One email from an Obama donor asked if Democrats believe “government does it best and charities are bystanders?” Obama’s proposal, the email said, “perhaps is enough to make me a Republican after all.”

Aviv herself had heatedly challenged the Obama’s tax plan, saying her donors fund museums, universities, art centers, parks, sports, art and ballet companies, as well as soup kitchens and other welfare programs for the poor. “That’s the way we give back … we want a society that is civilized,” she explained.

Most of Aviv’s board members represent liberal foundations, including the Robert Wood Johnson Foundation, the Rockefeller Brothers Fund, the Joyce Fund and many others. It also includes Catholic Charities and the United Way, which tend to help  low-income people.

The diverse group will lobby against the proposed tax increase, she said, adding that “this is the third year in a row that he [Obama] has offered this.”

However, the group does support the language in the president’s jobs bill that extends payroll-tax deductions to non-profit groups, which employ roughly 10 percent of the nation’s workforce. That extension, she said, will help the non-profits achieve more.

This breach between Obama and some of his wealthy supporters is echoed in other reports. On Sept. 6, Washington Post columnist Richard Cohen wrote that all his Democratic acquaintances in the wealthy Hamptons region on Long Island were disillusioned with Obama’s performance in office. (RELATED: Obama to speak at NC company that’s shipping jobs to Costa Rica)

“Over the Labor Day weekend, I went to a number of events in the Hamptons. At all of them, Obama was discussed,” he wrote. “At none of them — that’s none — was he defended … I am talking about writers and editors, lawyers and shrinks, Wall Street tycoons and freelance photographers, hedge funders and academics, run-of-the-mill Democrats and Democratic activists. They were all politically sophisticated, and just a year ago some of them were still vociferous Obama supporters. No more.”
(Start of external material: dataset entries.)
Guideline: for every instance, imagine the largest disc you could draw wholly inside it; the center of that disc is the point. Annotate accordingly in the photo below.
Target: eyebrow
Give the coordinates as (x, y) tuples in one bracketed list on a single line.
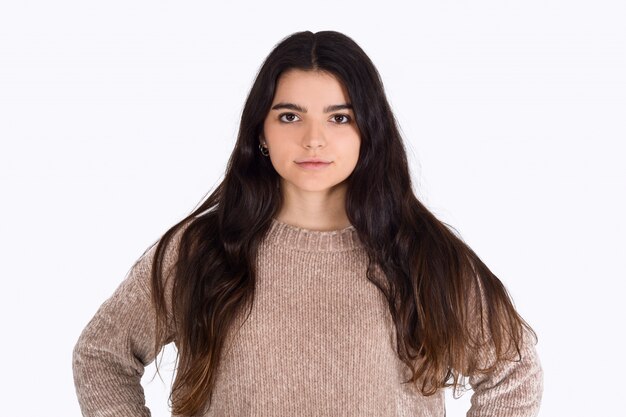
[(296, 107)]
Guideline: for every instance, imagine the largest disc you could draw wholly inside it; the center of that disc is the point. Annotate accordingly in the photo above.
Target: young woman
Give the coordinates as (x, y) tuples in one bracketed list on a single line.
[(312, 281)]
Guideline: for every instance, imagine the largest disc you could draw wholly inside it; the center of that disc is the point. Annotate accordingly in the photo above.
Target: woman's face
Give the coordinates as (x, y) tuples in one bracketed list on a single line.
[(311, 117)]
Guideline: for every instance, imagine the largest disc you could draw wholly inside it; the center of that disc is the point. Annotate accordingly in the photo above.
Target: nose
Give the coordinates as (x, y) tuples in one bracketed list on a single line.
[(314, 137)]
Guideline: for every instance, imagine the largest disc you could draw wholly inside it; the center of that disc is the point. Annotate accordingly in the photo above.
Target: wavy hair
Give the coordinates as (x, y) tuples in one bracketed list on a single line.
[(447, 306)]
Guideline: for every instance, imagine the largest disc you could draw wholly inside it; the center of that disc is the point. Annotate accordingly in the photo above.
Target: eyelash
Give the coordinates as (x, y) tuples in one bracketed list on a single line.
[(347, 118)]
Wealthy liberals were key to Obama’s victory in 2008, providing a large portion of his funding and helping him win over a majority of well-heeled voters. Six percent of voters earned $200,000 or more in 2008, and they gave Obama 52 percent of their votes. Republican Sen. John McCain won only 46 percent.

McCain did far better than Obama among middle-income Americans, but Obama was the first Democrat to win a majority of the wealthiest income bracket.

Until the 1990s, these wealthy voters were derided by Democrats and some in the established media as “Country Club” or “Silk Stocking” Republicans. These days some libertarians and social conservatives deride them as RINOs, short for “Republicans In Name Only.”

There is some evidence that Obama’s loss of support is already costing him donations from this wealthy demographic. For example, former Massachusetts Gov. Mitt Romney has won public support from a well-known 2008 Obama backer, Anthony Scarramucci, a managing partner at Skybridge Capital. In July, several former Wall Street Obama donors asked New Jersey Gov. Chris Christie to enter the race.

Still, Obama is attracting plenty of donations. His campaign announced in July that it had raised $6 million for the Democratic National Committeeand his re-election campaign during the second quarter of 2011.

Philanthropists angered by Obama’s proposed tax boost will initially keep their opposition private, Aviv predicted. “If they are people on the liberal or Democratic side of the equation … they more likely to first complain privately rather than publicly, just like when [George W.] Bush was in office,” she said. “People are very exercised about this.”